You may think that having a long mortgage is like having a long toothache: better avoided when possible. But there are circumstances within which a 30-year fixed-rate mortgage (FRM) can be a smarter choice financially than a 10-,15- or 20-year one – even if you could comfortably afford the higher payments than come with shorter loans.
When you're deciding on the term of your next refinance or mortgage, there's one thing you need above all else: self-knowledge – because your personal needs, preferences, priorities, skills and financial strengths and weaknesses are absolutely central to choosing the right length of loan. But before getting on to those, let's see how a long mortgage can be beneficial.

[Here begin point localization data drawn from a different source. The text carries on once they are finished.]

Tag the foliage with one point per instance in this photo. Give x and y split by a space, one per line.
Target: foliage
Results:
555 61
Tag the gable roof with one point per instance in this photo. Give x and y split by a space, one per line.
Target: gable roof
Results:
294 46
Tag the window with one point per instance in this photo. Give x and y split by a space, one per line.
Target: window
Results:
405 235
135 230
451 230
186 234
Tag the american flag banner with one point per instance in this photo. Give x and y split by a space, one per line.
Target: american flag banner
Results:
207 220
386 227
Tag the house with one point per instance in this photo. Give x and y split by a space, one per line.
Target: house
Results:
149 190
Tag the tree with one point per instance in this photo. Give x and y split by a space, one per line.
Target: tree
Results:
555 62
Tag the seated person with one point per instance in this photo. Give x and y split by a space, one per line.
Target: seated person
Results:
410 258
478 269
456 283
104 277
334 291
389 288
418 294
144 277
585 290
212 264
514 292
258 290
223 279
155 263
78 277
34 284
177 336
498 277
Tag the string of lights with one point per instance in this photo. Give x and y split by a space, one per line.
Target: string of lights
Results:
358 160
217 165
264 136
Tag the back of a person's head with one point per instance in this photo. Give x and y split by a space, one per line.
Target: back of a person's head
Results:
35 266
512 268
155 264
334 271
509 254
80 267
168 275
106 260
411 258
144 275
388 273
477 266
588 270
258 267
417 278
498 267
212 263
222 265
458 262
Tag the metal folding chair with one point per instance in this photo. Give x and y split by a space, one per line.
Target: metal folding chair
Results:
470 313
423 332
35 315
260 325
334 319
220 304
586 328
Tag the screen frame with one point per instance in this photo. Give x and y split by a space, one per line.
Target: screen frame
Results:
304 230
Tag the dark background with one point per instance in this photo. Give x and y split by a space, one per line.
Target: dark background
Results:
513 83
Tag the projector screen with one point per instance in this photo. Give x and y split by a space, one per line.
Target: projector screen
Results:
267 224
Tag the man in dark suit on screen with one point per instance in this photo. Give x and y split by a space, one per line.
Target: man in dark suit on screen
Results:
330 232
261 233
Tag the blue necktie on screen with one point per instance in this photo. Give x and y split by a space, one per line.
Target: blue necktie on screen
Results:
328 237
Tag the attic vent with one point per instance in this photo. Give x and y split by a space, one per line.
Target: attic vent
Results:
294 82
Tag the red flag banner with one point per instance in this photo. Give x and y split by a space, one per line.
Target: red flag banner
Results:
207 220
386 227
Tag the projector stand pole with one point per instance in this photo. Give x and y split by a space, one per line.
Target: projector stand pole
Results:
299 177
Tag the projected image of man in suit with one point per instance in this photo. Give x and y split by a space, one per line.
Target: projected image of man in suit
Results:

Benefits of a Long Mortgage
In December 2015, Freddie Mac forecast that the average annual rate for a 30-year FRM during 2016 would be 4.4 percent. If you were lucky enough to get your current mortgage in the last couple of months of 2012, when that average was 3.35 percent, you're probably thinking 4.4 percent is high. But by any other standards – historical mortgage rates or current rates for other forms of borrowing – it's extraordinarily low.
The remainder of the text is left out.